Ms. Charlotte Bunch, GEAR Campaign, and Ms. Bani Dugal, GEAR Campaign, at the consultation with Civil Society Organizations on the Post 2015 Development Agenda. Photo credit: UN Women
Charlotte Bunch, representing the GEAR Campaign moderated a discussion on good practices on various alliance-building and advocacy strategies, pointing to the need for successful CSO engagement with Member States and the United Nations. Ms. Bunch spoke of the UN’s convening role and how necessary it is for UN Women to use its access to governments and other UN entities, to create the necessary space for civil society’s voice to be heard, emphasizing that this needs to be done in a consistent and systematic manner.
The next presentation, by Eleanor Blomstrom of Women’s Environment and Development Organization (WEDO), outlined how civil society participation was structured during the Rio+ 20 Conference process with particular attention to UN Women’s successful and effective partnership with the Women’s Major Group. Ms Blomstrom shared some insights and experiences as well as lessons learned that could benefit civil society and UN Women collaboration going forward in the post- 2015 process.
Ms. Lopa Banerjee, Chief, Civil Society Section, opens the consultation with Civil Society Organizations on the Post 2015 Development Agenda. Photo credit: UN Women
The final discussion of the meeting, moderated by Lopa Banerjee, Chief of UN Women’s Civil Society Section focused on the potential opportunities for CSO engagement and the strategic entry points for women’s organizations. The meeting concluded with the recognition that strategic partnerships and alliances with Member States and key bodies such as the European Union and other UN partners is of utmost importance in influencing the normative framework of the post- 2015 agenda and other development processes.
Moving forward, civil society organizations expressed the need to “open up the conversation” with governments and looked to UN Women to help with these efforts, in order to galvanize civil society’s own constituencies at the national level.
Representatives of Civil Society at the consultation with Civil Society Organizations on the Post 2015 Development Agenda.

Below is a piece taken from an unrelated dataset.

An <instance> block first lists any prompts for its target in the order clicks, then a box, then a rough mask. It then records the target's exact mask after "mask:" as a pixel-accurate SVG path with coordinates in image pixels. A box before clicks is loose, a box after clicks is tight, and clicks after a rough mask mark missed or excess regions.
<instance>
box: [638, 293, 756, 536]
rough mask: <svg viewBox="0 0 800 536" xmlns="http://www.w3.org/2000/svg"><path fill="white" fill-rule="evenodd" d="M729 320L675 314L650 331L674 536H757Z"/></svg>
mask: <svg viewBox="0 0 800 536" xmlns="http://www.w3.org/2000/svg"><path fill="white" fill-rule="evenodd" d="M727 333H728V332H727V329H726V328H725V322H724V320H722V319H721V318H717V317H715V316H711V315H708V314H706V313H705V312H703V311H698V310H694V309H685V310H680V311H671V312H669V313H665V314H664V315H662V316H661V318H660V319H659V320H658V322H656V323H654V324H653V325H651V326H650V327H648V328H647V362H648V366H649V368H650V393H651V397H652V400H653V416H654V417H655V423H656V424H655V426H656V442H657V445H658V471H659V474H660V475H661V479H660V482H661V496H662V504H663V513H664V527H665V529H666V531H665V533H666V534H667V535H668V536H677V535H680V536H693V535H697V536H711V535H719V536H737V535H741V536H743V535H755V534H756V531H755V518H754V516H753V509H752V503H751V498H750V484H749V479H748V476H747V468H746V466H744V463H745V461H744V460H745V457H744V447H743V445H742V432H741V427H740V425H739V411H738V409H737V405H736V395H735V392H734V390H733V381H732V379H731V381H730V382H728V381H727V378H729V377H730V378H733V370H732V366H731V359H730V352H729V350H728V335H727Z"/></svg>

Photo credit: UN Women
There was a call, by GEAR, to ensure that there exists a cross conversation between the various events and anniversaries of intergovernmental mechanisms such as United Nations Resolution 1325 and ICPD +20 so that these processes are aligned.
UN Women stressed its commitment to continue to work strategically with member states and other parts of the UN System and civil society to make the case for gender equality and women’s empowerment in all future development frameworks.

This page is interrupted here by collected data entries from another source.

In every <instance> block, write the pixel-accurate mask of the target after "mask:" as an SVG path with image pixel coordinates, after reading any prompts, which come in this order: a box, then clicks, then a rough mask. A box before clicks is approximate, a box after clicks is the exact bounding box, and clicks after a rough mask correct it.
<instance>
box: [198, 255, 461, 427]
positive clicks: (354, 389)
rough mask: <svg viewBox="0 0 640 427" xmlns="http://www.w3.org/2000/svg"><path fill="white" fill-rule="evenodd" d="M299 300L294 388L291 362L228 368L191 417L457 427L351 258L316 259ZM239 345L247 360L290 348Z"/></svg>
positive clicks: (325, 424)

*The Post-2015 Development Agenda
UN Women is working with civil society to safeguard the centrality of gender in the Post-2015 Development Agenda. To ensure that the voice, as well as the experience, knowledge and expertise of civil society is reflected in the content of the Post-2015 Development Agenda, UN Women is engaging widely and comprehensively with civil society organizations at all levels.
The objective is to partner with civil society to define a transformative development framework. To this effect a number of consultations with civil society are being planned in the next months, to support and strengthen the thematic global and country consultations on the post-2015 process.
An extranet platform is being set up to facilitate on-line engagement within and among the civil society advisory groups that are being set up at the global, regional and country level, and other members of civil society who may be invited to participate in online discussions.